Excerpts from Jim Conrad's
Naturalist Newsletter

from the April 28, 2007 Newsletter issued from Sierra Gorda Biosphere Reserve, QUERÉTARO, MÉXICO

Last Sunday morning a little after sunrise I was down below the dam's overflow sluiceway atop a limestone rock next to a little pond that was emerald green with algae. It was a peaceful, lush oasis surrounded by steep, scrubby slopes heating up fast. Cicadas droned on and on upslope.

Then two young men, Marciel and Ernesto, emerged from behind some bushes carrying two fish on a string, which they lay on the grass next to me.

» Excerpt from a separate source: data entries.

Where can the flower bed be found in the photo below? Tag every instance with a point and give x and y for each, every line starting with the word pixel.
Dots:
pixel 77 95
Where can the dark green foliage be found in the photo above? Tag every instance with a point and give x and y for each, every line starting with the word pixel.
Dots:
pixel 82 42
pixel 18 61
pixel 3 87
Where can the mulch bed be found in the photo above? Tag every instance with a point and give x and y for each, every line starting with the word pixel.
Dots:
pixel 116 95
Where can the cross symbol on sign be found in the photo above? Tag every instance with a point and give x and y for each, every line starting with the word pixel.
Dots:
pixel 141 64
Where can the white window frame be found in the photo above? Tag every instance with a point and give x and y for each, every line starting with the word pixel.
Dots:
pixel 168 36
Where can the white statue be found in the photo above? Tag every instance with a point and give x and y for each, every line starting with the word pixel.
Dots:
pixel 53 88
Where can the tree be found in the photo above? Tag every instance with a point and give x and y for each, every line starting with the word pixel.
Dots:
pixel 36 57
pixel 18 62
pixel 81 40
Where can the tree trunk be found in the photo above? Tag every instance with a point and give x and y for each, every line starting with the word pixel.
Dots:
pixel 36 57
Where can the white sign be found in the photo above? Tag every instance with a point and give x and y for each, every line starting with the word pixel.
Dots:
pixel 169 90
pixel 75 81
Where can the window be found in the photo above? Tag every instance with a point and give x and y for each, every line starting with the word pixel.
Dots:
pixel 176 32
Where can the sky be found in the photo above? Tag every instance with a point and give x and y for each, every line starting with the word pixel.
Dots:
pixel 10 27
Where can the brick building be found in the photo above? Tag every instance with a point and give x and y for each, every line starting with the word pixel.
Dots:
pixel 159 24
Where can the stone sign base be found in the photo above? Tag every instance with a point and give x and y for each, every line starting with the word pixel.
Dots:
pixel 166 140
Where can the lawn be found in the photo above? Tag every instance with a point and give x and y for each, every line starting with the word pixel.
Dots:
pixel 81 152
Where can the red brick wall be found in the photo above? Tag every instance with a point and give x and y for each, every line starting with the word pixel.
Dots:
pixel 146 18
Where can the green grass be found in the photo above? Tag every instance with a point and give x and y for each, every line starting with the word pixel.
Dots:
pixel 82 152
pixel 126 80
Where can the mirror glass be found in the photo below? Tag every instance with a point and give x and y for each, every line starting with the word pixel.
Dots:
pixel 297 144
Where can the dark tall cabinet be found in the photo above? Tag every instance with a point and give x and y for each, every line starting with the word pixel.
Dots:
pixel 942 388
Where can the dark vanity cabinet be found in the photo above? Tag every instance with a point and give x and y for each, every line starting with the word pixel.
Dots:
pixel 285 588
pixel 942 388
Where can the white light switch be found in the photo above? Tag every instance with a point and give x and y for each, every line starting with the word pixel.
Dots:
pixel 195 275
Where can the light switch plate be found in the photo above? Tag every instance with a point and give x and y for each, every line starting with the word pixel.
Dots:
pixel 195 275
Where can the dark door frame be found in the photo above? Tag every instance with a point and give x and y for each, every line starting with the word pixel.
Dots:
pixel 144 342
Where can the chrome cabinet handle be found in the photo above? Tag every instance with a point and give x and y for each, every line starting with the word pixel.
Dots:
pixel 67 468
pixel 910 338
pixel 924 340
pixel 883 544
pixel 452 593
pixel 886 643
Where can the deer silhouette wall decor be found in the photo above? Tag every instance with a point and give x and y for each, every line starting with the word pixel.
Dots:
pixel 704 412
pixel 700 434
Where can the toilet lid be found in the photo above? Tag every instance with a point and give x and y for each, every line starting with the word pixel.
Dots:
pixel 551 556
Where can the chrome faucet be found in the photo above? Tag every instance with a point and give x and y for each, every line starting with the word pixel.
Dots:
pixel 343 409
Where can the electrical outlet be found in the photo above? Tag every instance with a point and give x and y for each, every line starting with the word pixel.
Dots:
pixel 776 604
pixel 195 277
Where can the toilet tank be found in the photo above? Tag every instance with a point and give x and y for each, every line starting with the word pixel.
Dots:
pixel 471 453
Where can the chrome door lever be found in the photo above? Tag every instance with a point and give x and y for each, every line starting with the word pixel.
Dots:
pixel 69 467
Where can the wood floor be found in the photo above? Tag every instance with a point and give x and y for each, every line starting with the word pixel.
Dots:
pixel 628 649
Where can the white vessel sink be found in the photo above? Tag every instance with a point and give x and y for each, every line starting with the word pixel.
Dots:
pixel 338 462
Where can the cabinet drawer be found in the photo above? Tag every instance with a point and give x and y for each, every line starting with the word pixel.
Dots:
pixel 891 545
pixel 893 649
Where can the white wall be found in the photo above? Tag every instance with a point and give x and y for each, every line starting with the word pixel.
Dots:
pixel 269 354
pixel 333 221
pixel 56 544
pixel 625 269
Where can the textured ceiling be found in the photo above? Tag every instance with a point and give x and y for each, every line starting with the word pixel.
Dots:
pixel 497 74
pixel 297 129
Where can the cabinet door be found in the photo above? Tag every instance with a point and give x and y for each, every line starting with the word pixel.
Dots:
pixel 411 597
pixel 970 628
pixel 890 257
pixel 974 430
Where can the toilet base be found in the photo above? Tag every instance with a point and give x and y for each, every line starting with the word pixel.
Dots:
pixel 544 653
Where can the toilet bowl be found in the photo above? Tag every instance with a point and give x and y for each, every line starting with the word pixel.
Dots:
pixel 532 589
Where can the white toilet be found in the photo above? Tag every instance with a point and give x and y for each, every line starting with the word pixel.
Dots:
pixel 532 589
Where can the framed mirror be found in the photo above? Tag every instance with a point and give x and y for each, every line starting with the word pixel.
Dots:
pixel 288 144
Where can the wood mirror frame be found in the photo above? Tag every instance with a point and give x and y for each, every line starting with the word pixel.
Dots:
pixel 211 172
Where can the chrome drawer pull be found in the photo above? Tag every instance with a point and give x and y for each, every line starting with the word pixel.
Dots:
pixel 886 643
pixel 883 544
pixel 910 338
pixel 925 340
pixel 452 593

The fish, whose tails were attractively banded, differed from carp or bass in that their top fins, the dorsal fins, arose right behind their heads and ran continuously almost all the way to their tails, where they were actually at their longest. I asked Maraciel if the fish were tilapia. He looked a bit confused and said that they were Mojarra (mo-HARR-ah, the rr trilled). You can see the two fish lying in the grass next to me below:


When I got back to my computer I compared my picture with what I could find with Google and figured out that both Marciel and I had been right, for the Spanish name for the fish is Mojarra Tilapia. They're TILAPIA NILOTICA.

This is a famous species, nowadays grown worldwide in prodigious numbers and sold in so many restaurants that they're sometimes called "aquatic chickens." Native to eastern Africa, development agencies such as USAID and the World Bank have pushed so hard for the spread of tilapia farming that now the species is grown in more than 85 countries. Because big money is involved there's so much hype about the species that you don't know what to believe. A review of the situation is at http://www.treehugger.com/files/2005/03/aquatic_chicken_1.php.

You can see a large tilapia farm in Arizona at http://www.desertspringstilapia.com/desertspringstilapia-en/index.htm.

Interesting points made at the above site are that Tilapia nilotica is 98% vegetarian, can live in either fresh or brackish water, can thrive on agricultural waste, and grow rapidly in hot temperatures. They must be tough fish to do so well in the alga-green pool below the dam where the oxygen level surely drops low at night, and I'll bet that there's plenty of agricultural chemical runoff in the water, too. Environmentalists are concerned that in warm areas introduced and escaped tilapia may crowd out native species.

As I took my picture Marciel stripped to his shorts and waded into the water. Briefly he submerged and came up with a string of four more Mojarra Tilapias, which earlier he'd tied to an underwater tree stump for safe keeping. Then he waded to another submerged stump and came up with yet another string. You can see what Marciel looked like emerging with his fish below:


Marciel says that our reservoir is full of tilapia, carp, bass, catfish and trout, all introduced species. I'd always considered this area as too hot for trout but if you look closely at the string in Marciel's right hand (our left) you'll see a fish he called trucha, which is trout, and it sure does look like a Rainbow Trout.

Marciel explained that late Saturday he'd strung a gillnet across the pond. Fish try to get through the net, can't make it, start backing out, but can't, and get the net stuck in their gills.

When Ernesto started walking away carrying the strings one string came undone, his catch plopped onto the ground, and his biggest tilapia flopped into the water and swam away. I was glad for the tilapia but when I saw the look on Ernesto's face I felt sorry for him, too.